The belief is the sport is undervalued by broadcasters in particular. In rugby union’s largest market in England, the total value of annual media contracts, including for club and national team games, is estimated at £145m according to Nielsen Sports, a market research group. This compares with the £180m a year earned by Formula One or the £220m earned by English cricket, despite rugby commanding “similar or higher interest levels” to those sports.
Private equity groups could be entering at the top of the market. Enders Analysis, the media research group, has warned that the pandemic-induced losses have led broadcasters to scale back spending on sports rights — particularly outside the most valuable leagues that command the biggest audiences, such as the US National Football League and English Premier League.
Meanwhile, Silver Lake’s proposed investment will need the All Blacks to retain their allure. However, many of the side’s recent greats, such as Dan Carter, have retired from international rugby. The team lost in the semi-finals of the 2019 World Cup and slipped to third in the global rankings behind South Africa and England. It could be investing in a side in decline.
“This is only a little blip,” says Alan Whetton, a World Cup winning flanker who played 65 games for New Zealand. “The All Blacks are the best known brand in world rugby and we are a bit of a factory here. We have talent. Let’s just wait for the next World Cup. Hopefully we can do it then and then people will be saying the buggers are back.”
Ask the audience
Rugby, then, will offer a case study on how sports groups are run once private equity groups have disrupted the sector. With its stakes in the English Premiership and Pro 14, CVC envisages using its investments to help create “Club World Cup”, a money-spinning tournament involving the best sides on the planet.
There are discussions over expanding the number of teams in the English Premiership, while also eliminating relegation from the division to ensure consistent revenues for top teams. Rugby executives say other big ideas are being floated, such as merging competitions to create a “British and Irish League” or South Africa abandoning the Rugby Championship to join the Six Nations.

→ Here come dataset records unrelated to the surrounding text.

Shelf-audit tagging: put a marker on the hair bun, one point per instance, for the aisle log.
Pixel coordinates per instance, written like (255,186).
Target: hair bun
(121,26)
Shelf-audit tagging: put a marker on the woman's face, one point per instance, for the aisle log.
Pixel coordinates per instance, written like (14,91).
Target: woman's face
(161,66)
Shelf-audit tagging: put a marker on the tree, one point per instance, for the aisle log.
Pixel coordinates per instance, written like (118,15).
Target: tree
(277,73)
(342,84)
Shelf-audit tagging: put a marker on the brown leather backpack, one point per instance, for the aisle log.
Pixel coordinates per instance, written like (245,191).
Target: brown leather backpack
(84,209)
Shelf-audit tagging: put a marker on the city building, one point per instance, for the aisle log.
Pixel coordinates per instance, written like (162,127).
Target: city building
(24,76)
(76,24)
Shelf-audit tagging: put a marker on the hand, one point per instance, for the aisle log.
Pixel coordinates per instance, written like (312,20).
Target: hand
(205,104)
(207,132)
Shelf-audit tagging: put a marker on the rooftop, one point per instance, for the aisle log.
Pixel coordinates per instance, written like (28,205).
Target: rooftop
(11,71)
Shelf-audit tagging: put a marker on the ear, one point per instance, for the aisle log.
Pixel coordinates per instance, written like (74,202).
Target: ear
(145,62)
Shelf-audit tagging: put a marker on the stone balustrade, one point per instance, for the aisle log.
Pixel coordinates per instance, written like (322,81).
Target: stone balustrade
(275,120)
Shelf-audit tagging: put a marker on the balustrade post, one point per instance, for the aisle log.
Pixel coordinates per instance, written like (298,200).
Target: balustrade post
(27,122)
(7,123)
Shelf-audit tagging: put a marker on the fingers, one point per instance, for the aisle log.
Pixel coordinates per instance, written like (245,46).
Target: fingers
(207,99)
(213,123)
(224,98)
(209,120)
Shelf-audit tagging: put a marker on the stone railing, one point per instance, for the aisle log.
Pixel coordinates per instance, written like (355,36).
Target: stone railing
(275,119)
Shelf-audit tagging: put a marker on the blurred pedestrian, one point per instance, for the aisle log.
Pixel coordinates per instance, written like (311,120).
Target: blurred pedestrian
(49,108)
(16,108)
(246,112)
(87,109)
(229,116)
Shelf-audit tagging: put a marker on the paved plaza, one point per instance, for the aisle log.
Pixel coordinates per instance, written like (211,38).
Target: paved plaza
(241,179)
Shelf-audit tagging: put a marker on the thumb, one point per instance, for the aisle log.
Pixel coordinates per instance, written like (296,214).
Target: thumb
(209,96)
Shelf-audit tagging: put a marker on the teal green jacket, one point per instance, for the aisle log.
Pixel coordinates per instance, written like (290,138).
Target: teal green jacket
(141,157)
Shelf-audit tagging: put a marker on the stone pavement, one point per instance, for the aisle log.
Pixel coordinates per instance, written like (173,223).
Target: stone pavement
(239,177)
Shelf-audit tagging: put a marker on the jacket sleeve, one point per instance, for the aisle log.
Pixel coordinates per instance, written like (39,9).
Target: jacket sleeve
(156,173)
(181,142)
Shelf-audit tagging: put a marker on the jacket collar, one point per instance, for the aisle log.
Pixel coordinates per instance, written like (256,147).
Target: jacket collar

Such grand plans jar with the debate over player welfare and an already stuffed global calendar. Last month, former England hooker Steve Thompson, alongside seven former rugby players, began legal proceedings against governing bodies over claims years of collisions and concussions had left them with permanent brain damage.
While taking large cheques today, sports groups also face losing control over their destinies. Private equity groups, which typically seek returns for their investors within five to 10 years, are likely to sell their holdings — meaning the likes of NZ Rugby and the All Blacks cannot be sure who will be their commercial partners in future.
Sports deals will force private equity to reckon with passionate forces not present in many of the leveraged buyouts that they are more used to: this time, the product is rooted in a sense of identity, community and shared histories.
“If you forget the importance of the quality of the sport, your investment won’t be worth much,” says Bridgepoint’s Mr Jackson. “Investors may have the share certificates, but nobody feels ownership of a club like a fan.”